In temperate areas of the U.S., Spanish moss, also known as Tillandsia usneoide, can be grown outdoor on oak and cypress trees without fear of losing it to killing freezes. Northerners can enjoy it, too, since this tough and determined plant will resurrect when sustained temperatures rise above about 50 degrees Fahrenheit. Whether you're pulling Spanish moss from your own tree to propagate it elsewhere or receiving it as an ordered product, Tillandsia usneoides transplants readily and easily. This unusual, decorative epiphyte is adaptable, durable, undemanding and care- and maintenance-free once established. You'll soon have wispy festoons of Spanish moss waving gently in soft summer breezes.

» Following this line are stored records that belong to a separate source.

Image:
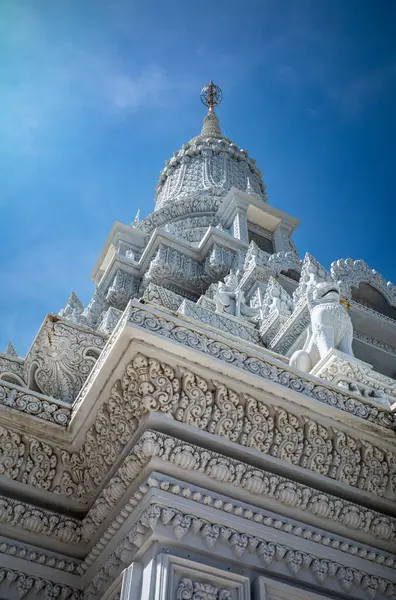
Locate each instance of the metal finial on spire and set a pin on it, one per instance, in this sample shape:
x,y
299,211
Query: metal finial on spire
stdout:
x,y
10,350
211,96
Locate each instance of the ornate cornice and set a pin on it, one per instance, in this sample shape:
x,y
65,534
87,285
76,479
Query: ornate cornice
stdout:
x,y
178,331
216,537
35,587
36,405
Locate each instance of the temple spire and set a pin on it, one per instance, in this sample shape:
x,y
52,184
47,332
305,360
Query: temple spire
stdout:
x,y
10,350
211,96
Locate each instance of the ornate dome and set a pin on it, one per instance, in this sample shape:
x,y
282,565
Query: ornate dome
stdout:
x,y
209,165
195,180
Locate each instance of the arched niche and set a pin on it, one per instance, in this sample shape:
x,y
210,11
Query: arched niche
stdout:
x,y
367,295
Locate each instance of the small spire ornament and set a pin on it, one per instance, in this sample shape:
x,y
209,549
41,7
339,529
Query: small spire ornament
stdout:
x,y
211,96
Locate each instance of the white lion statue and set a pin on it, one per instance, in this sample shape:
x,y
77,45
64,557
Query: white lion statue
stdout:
x,y
330,327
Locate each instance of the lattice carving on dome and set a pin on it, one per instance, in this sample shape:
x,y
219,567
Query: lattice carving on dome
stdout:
x,y
276,299
73,310
259,266
183,207
93,312
220,320
218,262
330,326
161,296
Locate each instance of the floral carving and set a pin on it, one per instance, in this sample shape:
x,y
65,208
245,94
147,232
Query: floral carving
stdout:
x,y
258,425
288,437
196,400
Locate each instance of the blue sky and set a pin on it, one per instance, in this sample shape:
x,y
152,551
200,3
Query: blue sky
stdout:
x,y
96,95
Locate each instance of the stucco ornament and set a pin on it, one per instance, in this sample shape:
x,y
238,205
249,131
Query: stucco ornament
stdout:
x,y
230,299
330,326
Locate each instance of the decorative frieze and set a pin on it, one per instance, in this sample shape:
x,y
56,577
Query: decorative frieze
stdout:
x,y
11,369
353,374
14,582
216,537
123,287
25,401
61,358
185,335
350,273
195,590
161,296
149,385
260,483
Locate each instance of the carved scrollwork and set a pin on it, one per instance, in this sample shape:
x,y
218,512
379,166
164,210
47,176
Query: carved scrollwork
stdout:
x,y
227,414
196,400
195,590
12,452
288,438
317,453
40,465
345,465
258,425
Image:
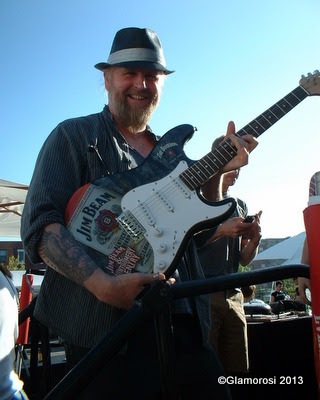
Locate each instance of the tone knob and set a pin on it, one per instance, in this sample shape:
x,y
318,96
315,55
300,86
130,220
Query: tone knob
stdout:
x,y
161,266
162,248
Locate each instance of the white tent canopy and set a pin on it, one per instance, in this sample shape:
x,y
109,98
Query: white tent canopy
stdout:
x,y
12,199
289,250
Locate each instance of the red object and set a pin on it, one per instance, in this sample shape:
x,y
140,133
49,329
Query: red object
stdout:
x,y
25,298
312,224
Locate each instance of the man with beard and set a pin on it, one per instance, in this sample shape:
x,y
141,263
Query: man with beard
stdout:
x,y
79,300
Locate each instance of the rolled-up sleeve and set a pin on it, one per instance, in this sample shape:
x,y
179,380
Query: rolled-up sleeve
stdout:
x,y
59,172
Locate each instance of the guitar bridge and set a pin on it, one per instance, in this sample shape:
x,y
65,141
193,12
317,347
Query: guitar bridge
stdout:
x,y
131,225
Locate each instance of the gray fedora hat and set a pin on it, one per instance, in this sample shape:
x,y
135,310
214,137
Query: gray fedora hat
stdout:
x,y
136,48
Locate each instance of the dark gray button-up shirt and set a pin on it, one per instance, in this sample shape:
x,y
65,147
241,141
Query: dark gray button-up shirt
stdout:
x,y
65,163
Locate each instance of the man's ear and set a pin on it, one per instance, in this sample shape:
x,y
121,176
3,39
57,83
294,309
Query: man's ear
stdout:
x,y
106,79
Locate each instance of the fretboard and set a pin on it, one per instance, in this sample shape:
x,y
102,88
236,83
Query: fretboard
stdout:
x,y
199,172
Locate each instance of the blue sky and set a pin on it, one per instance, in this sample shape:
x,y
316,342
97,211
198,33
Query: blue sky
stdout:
x,y
233,60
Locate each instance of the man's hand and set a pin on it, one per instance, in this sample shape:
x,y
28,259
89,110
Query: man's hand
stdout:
x,y
243,145
119,291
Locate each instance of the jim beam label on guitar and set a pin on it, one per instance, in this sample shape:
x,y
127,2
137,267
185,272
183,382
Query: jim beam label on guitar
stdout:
x,y
94,223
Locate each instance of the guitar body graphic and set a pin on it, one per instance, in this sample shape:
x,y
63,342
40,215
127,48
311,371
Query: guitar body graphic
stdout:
x,y
142,219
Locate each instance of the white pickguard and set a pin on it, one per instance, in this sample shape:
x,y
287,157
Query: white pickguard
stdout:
x,y
167,210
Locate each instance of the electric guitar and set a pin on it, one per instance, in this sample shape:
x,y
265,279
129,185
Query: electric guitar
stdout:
x,y
142,219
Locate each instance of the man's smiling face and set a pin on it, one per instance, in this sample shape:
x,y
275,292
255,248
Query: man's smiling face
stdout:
x,y
133,94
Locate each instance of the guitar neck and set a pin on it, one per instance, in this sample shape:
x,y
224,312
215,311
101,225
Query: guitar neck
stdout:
x,y
199,172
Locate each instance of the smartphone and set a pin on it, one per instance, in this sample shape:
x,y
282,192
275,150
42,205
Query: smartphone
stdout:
x,y
249,219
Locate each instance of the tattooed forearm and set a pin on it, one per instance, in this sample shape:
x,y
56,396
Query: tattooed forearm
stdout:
x,y
60,251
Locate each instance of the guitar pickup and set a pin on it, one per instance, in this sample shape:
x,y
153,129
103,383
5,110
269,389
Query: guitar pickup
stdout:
x,y
131,226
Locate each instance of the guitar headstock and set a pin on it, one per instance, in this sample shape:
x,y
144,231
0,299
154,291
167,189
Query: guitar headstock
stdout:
x,y
311,83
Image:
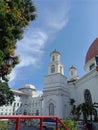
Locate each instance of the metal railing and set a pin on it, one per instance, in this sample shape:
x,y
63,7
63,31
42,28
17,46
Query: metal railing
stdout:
x,y
18,119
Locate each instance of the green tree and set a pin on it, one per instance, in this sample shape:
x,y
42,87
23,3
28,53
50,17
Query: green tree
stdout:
x,y
87,110
15,15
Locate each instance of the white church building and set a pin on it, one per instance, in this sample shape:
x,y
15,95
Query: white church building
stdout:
x,y
58,89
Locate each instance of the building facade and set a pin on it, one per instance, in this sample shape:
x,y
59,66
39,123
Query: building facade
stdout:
x,y
58,89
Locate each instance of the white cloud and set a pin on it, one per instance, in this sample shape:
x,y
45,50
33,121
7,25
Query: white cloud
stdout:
x,y
50,20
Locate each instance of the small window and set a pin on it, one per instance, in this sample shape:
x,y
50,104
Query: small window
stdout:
x,y
51,109
92,66
60,69
87,96
52,69
52,58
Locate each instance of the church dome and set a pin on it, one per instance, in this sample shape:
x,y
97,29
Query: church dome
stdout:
x,y
92,51
28,86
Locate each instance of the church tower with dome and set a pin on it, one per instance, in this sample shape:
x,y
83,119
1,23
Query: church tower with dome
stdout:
x,y
55,91
58,89
85,88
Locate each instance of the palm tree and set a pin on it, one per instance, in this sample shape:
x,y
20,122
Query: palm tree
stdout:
x,y
87,110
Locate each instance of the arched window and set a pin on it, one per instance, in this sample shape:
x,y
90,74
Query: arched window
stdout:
x,y
92,66
52,68
60,69
52,58
87,96
51,109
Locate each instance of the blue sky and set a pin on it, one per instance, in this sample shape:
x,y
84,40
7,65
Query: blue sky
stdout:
x,y
70,26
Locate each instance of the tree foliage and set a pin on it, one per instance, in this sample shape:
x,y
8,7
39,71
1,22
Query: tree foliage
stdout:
x,y
15,15
6,96
84,110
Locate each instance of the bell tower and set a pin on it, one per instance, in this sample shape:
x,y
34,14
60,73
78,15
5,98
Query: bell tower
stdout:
x,y
55,66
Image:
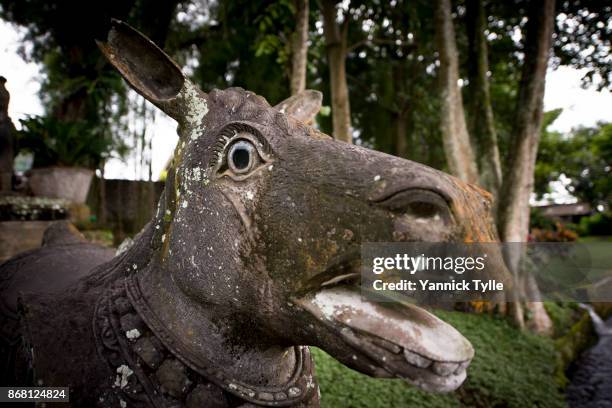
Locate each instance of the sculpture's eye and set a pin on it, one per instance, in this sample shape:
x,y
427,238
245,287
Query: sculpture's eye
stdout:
x,y
242,156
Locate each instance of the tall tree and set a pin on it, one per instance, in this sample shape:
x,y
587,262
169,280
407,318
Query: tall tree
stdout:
x,y
336,45
299,47
513,218
513,207
481,121
459,153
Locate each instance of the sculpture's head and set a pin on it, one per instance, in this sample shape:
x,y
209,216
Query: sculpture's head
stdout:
x,y
263,216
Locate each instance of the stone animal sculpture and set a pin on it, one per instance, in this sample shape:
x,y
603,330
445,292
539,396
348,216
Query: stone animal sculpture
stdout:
x,y
253,255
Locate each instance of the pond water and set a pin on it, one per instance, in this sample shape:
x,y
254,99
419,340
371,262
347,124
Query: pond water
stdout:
x,y
591,378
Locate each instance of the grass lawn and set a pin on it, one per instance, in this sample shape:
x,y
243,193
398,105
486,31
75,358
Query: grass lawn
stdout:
x,y
511,369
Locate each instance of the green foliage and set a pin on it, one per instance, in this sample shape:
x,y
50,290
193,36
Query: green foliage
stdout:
x,y
57,143
596,224
511,369
584,156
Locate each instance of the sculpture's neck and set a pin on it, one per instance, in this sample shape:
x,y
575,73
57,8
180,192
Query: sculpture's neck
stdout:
x,y
208,336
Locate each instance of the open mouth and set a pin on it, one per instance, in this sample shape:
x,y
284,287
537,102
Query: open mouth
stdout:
x,y
399,340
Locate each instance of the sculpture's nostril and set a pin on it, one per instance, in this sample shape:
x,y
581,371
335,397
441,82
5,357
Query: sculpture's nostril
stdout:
x,y
418,203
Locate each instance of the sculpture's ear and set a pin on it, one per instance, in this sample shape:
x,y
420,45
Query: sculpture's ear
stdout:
x,y
303,106
150,71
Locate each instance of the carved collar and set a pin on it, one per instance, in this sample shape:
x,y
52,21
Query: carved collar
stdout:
x,y
154,368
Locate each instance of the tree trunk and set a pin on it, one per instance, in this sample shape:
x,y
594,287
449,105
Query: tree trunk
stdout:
x,y
513,209
459,154
335,42
401,115
481,124
299,47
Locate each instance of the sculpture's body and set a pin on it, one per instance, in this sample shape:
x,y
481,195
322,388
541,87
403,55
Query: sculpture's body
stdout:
x,y
252,254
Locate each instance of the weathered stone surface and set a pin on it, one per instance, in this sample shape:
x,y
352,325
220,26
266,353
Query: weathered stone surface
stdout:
x,y
173,378
206,395
151,355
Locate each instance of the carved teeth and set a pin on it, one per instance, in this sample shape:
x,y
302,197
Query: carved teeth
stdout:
x,y
417,360
387,345
445,369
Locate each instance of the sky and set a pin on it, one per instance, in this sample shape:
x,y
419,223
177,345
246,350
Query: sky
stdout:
x,y
581,107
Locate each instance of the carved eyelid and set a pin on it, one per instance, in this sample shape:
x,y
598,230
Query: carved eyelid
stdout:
x,y
228,133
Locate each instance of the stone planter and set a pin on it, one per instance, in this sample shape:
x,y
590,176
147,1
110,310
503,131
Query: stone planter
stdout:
x,y
69,183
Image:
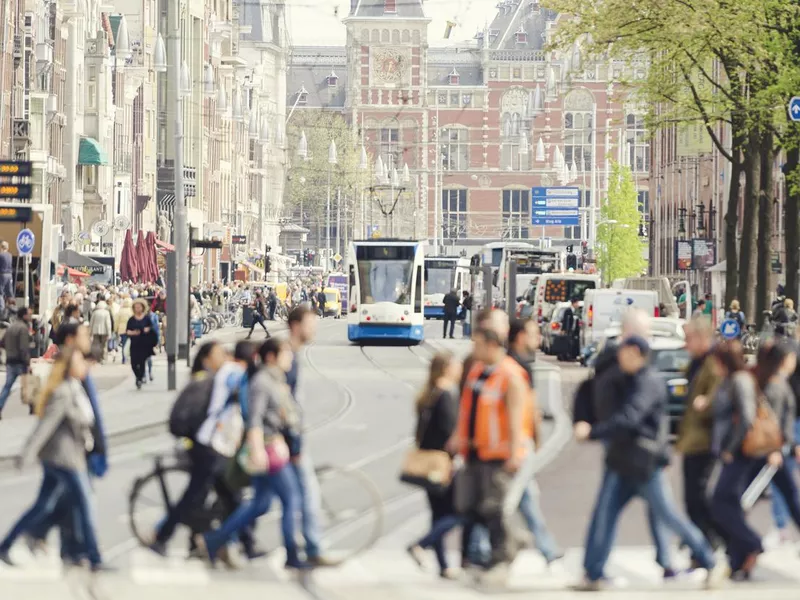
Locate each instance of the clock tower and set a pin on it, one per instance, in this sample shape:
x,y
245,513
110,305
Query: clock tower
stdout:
x,y
386,44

Remove the Spanish moss from its package immediately upon receipt. Don't allow it to remain unpacked for more than one to two days.
Spread the Spanish moss on the lawn in the shade, using a grass rake for large quantities. Give the mass a gentle spraying with a garden hose to wet it. The strands are loosely interwoven and have a lot of space between them. It's akin to watering a pile of fishing net, but the strands immediately begin absorbing the water. Spanish moss also takes a significant amount of its moisture directly from the air around it. You're just giving it a bit of a jump start, and more water won't be needed once the plant is situated. Allow it to breathe two hours as it rehydrates itself.
Gather the Spanish moss. Place it in a 5-gallon bucket or, if there is a lot of it, put it in a wheelbarrow. Transport to the tree for transplant. Choose spots among tree limbs to transplant the Spanish moss, which needs only one branch to secure itself to. Forks in limbs or large twigs are excellent anchors. The best locations are lower and mid-level branches near the outer edges of the canopy in full or partial sun.
Grab a double handful of the Spanish moss. Separate the strands gently with your fingers. Pull a wad of it from the mass. Don't worry about breaking the strands, which will regenerate in no time. Stuff the wad into the fork of a branch, or hang long strands over it. The Spanish moss will cling to imperfections on the rough bark. It's a lot like decorating a Christmas tree with tinsel.
Stick Spanish moss in higher limbs, using a rake, pole saw or paint roller extension pole. Some like to park a pickup truck under the tree and stand in its bed for this task.
Tie a little bit of cotton twine around the Spanish moss if you're worried about it falling out of the tree.
Spray the transplant with the hose to help situate it in its new home.
Pick moss up from the ground and quickly place it back in its perch if it happens to fall out of the tree, even during the winter. It will be fine.